Has anyone noticed that Libya and the democracy movements in the Middle East (or really, anything anywhere else) have all dropped off the media cycle? With the tragedy playing out in Japan, from thousands still missing to fifty people working to contain radioactive nuclear waste, its understandable that people get desensitized and/or overwhelmed by the sheer amount of horrible things that happen around the world.
A quick look at the BBC website tells me that among the things that got buried in the last 24-hours include continuing violence in Libya, dismantling the internal security agency in Egypt and a massive outbreak of cholera in Haiti. In a world in which consequences are interconnected and the attention of the international community is needed to prevent some situations from getting out of hand, it feels like there are too many fires and not nearly enough firefighters.

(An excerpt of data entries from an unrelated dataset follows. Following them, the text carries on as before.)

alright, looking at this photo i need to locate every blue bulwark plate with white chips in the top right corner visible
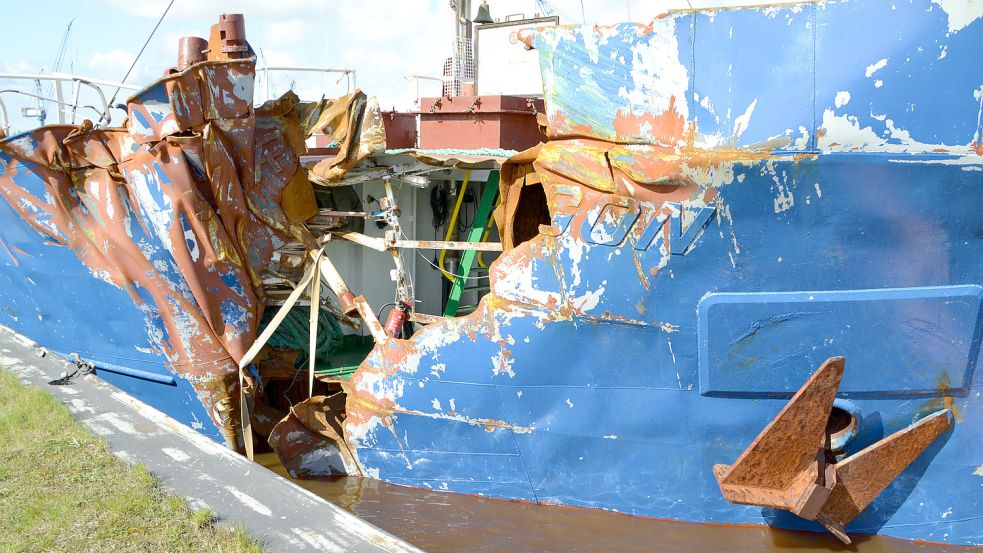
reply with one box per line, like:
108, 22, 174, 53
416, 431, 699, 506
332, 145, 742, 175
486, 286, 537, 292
816, 0, 983, 151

One response is to be passive and just let circumstances wash over you. The active response requires people to take a stand and take their leaders to task. By remembering the foreign policy commitments our heads of state have made to make the world we live in a safer place that contains security and human rights, constituents can help make sure that leaders need to do what they said that they were going to do- mainly to lead. Leadership is about making tough decisions even though they may be unpopular or difficult, such as committing scarce resources on focusing on sanctions or possible intervention in Libya before the unrest escalates throughout the region (see Bahrain– extremely worrisome due to the Saudi involvement). Though it may not be easy, sometimes it is necessary to sacrifice short-term victories to achieve long-term goals.